# Frogs & Toads > Dart Frogs (Dendrobatidae) > Gallery for Dart Frogs >  Newest Dart Frog Habitat

## tonyball

Hi everyone just wanted to show my newly built 20 gallon vertical dart frog tank I just completed today, obviously it will take a while for everything to grow in but should look pretty nice when it does

----------


## maxQ

Looks great, nice job ! What kind of Darts you putting in there?

----------


## tonyball

> Looks great, nice job ! What kind of Darts you putting in there?

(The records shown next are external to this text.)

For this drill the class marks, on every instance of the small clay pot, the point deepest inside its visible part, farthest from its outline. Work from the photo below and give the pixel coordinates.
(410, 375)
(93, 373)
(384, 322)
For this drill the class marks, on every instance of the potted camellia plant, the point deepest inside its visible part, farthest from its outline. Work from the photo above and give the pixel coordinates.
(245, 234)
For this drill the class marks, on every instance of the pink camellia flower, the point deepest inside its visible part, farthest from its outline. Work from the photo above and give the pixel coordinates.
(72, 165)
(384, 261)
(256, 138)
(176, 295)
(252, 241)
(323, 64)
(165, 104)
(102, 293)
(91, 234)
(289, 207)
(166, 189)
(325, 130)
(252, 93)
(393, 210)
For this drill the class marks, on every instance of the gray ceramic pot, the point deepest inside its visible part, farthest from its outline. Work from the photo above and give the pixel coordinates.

   I have several species of sub adults and just trying to wait and see which ones I want to pair off first, but I have Blue Azureus, Citronella's, Patricia's and Cobalt's also Powder Blues that are ready.

----------


## jz24

Hi tonyball,

This is a nice viv.  That bromeliad is beautiful.  Best of luck with your frogs.  They will love it in there. Thanks for the lovely photo.

Judy

----------


## tonyball

> Hi tonyball,
> 
> This is a nice viv.  That bromeliad is beautiful.  Best of luck with your frogs.  They will love it in there. Thanks for the lovely photo.
> 
> Judy


Thanks!

----------


## Happy Frog

I like the brom.  What type of door set-up did you use?  Any of those species you mentioned will contrast nicely with the greens and browns you already have in there.

----------